American pondweed can be found throughout the entire United States. It is sometimes considered a nuisance species and poses a threat to many native species of submerged aquatic vegetation. (ikb/Flickr)
American pondweed can be found throughout the entire United States. It is sometimes considered a nuisance species and poses a threat to many native species of submerged aquatic vegetation. (ikb/Flickr)

Also known as longleaf pondweed, American pondweed is a rooted, perennial herb that has both submerged and floating leaves.

Appearance:

The leaves of American pondweed are attached to a stem that can grow up to 6 feet long.
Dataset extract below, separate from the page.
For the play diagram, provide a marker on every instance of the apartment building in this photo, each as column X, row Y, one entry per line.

Floating, oval-shaped leaves are 4 to 7 inches long and 1 to 2 inches wide, while the less abundant, submerged leaves are smaller and blade-like. Flowers emerge from the water in densely packed, club-like spikes. Seed heads are brownish red and extend above the water on slender stalks.

Habitat:

Lakes, ponds, ditches, streams and shallow water; can also grow in rapid and deep waters

Range:

Found throughout the United States

Predators:

American pondweed is often a food source for fish, waterfowl and turtles. Because it is considered a nuisance species, it is eradicated by humans with herbicide. It is also susceptible to aphid infestation.

Reproduction and Life Cycle:

Reproduction occurs through producing new shoots, fragmentation and seeds.

Other Facts:

  • Although native to the Bay region, American pondweed is considered a threat to other native submerged aquatic vegetation because of its tendency to form dense mats that block the sunlight these plants need to grow. However, these dense mats are considered a good source of shelter and food for fish, diving ducks and invertebrates.